Thanks for updating PVWS and DBWR to better handle the various array data types!

.. precision.. to 8 .. spurious values .. same result in Phoebus.
.. feature of floating point numbers that cannot be represented correctly.

Exactly. Check the basics of floating point numbers, like https://en.wikipedia.org/wiki/Single-precision_floating-point_format:
"All integers with 7 or fewer decimal digits.. can be converted exactly into an IEEE 754 single-precision floating-point value."

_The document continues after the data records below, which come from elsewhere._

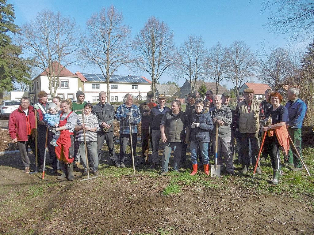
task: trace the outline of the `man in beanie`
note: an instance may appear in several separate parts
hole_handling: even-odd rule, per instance
[[[250,142],[252,149],[252,163],[255,165],[259,151],[258,133],[263,127],[262,121],[265,118],[260,102],[253,99],[253,89],[247,88],[243,91],[244,100],[237,104],[233,122],[236,138],[241,140],[242,168],[240,173],[246,173],[250,166],[249,144]],[[257,166],[256,173],[261,174],[259,161]]]
[[[154,93],[153,91],[149,91],[147,92],[146,97],[146,102],[142,103],[138,107],[138,109],[142,114],[142,133],[141,138],[142,139],[142,153],[143,159],[142,162],[146,161],[148,153],[148,135],[149,132],[149,118],[151,107],[148,106],[150,103],[153,103],[154,100]],[[154,106],[156,106],[154,105]],[[152,142],[152,135],[151,133],[149,138],[151,143]]]
[[[72,111],[78,115],[82,113],[82,110],[84,109],[84,105],[87,102],[84,102],[85,95],[82,91],[78,91],[76,94],[77,101],[72,103]],[[74,131],[74,137],[75,138],[76,132]],[[81,155],[78,151],[78,144],[77,141],[74,142],[74,164],[73,167],[77,167],[80,164]]]
[[[46,143],[46,132],[47,128],[46,127],[46,123],[44,121],[40,120],[39,114],[40,113],[40,115],[43,117],[48,112],[49,103],[47,102],[48,100],[48,94],[45,91],[39,91],[37,93],[37,97],[38,98],[38,102],[35,104],[34,106],[34,108],[37,110],[38,113],[37,117],[38,138],[39,139],[44,140],[43,141],[37,141],[37,146],[38,150],[37,153],[39,160],[38,163],[39,165],[40,166],[40,168],[42,170],[44,164],[44,156],[45,155],[45,152],[46,151],[45,145]],[[47,142],[51,141],[53,135],[53,134],[52,133],[48,133]],[[51,144],[48,144],[47,147],[48,147],[48,150],[49,151],[49,156],[50,158],[53,159],[52,170],[51,174],[55,174],[57,173],[57,163],[56,161],[53,160],[53,159],[56,158],[54,147]]]

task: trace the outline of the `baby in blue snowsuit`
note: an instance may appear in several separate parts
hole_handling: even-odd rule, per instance
[[[49,103],[48,105],[48,112],[45,113],[44,116],[44,120],[47,123],[48,129],[49,131],[59,126],[60,120],[60,115],[58,114],[57,105],[54,103]],[[52,140],[50,144],[55,147],[57,147],[57,140],[60,137],[60,132],[57,131],[53,135]]]

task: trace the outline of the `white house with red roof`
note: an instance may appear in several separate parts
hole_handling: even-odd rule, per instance
[[[54,71],[52,73],[57,75],[59,71],[59,87],[57,89],[56,96],[59,97],[62,100],[76,99],[75,94],[78,90],[78,76],[57,62],[55,62],[54,65]],[[49,79],[46,71],[44,71],[34,78],[33,82],[33,86],[30,92],[31,101],[37,102],[36,94],[43,90],[48,93],[48,100],[51,101],[52,97],[48,88]]]
[[[267,84],[246,82],[240,88],[239,91],[239,94],[243,94],[244,89],[248,88],[253,89],[254,95],[258,100],[265,99],[265,91],[267,89],[272,89]]]
[[[78,89],[85,94],[85,99],[90,102],[98,100],[99,92],[107,91],[106,78],[102,74],[81,73],[78,71],[75,75],[78,78]],[[133,95],[135,99],[139,95],[142,100],[146,99],[147,92],[151,90],[152,82],[143,76],[112,75],[110,77],[111,102],[122,101],[127,93]]]
[[[90,102],[97,102],[99,92],[107,91],[106,79],[102,75],[81,73],[78,71],[74,74],[57,63],[54,65],[53,74],[57,74],[59,71],[59,87],[56,95],[61,99],[76,99],[75,93],[80,90],[85,93],[86,100]],[[110,97],[108,98],[111,102],[122,101],[127,93],[132,94],[135,99],[140,94],[142,99],[145,100],[147,92],[151,90],[151,81],[144,77],[112,75],[110,81]],[[33,79],[29,92],[32,102],[37,102],[36,94],[42,90],[48,94],[48,101],[51,101],[52,97],[48,88],[48,81],[46,71]]]

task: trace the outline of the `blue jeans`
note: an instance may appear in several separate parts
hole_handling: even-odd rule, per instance
[[[164,154],[161,162],[161,171],[168,171],[168,164],[170,158],[171,149],[173,148],[173,170],[179,170],[180,169],[181,151],[183,143],[181,142],[166,142],[164,143]]]
[[[191,140],[190,142],[190,147],[191,151],[191,161],[192,164],[197,164],[198,149],[199,146],[201,155],[203,159],[203,164],[208,164],[208,142],[200,142]]]

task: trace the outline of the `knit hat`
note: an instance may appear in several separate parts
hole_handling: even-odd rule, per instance
[[[78,92],[76,92],[76,95],[77,98],[78,97],[80,96],[81,96],[82,95],[85,95],[85,94],[84,94],[84,92],[83,92],[82,91],[78,91]]]
[[[153,99],[154,97],[154,92],[153,91],[149,91],[147,92],[146,98],[147,99]]]
[[[41,91],[37,94],[37,97],[38,98],[42,98],[47,95],[48,94],[44,91]]]
[[[54,103],[49,103],[48,105],[48,110],[51,108],[55,108],[57,111],[58,111],[58,107],[57,105]]]

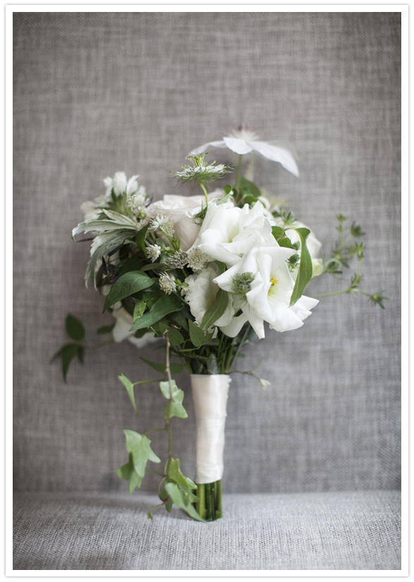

In other words, you can at most have 7 significant digits for a float.
See this Java example that shows how trying to add two numbers gives a slightly wrong result as we exceed 7 digits overall:

        // There is a "float" data type, because that's what was used to store
        // floating point numbers way back, but it's not very accurate.
        float f1 = 99999.8f;
        float f2 = 99999.65f;
        // This should compute to 199999.45, but will print .44
        System.out.println(f1 + f2);
        if (f1 + f2  ==  199999.45f)
            System.out.println("What are you talking about, looks good to me?!");
        else
            System.out.println("Houston, we really do have a problem...");

That's why almost all floating point math is now done in double, with maybe two exceptions:
Some embedded system that has no floating point unit, so float or even a fixed-point integer is much faster,
and array transfers. For the latter, you transfer float arrays when they're "good enough" and of course smaller = faster. When then using that data to compute stuff, you likely do that in double.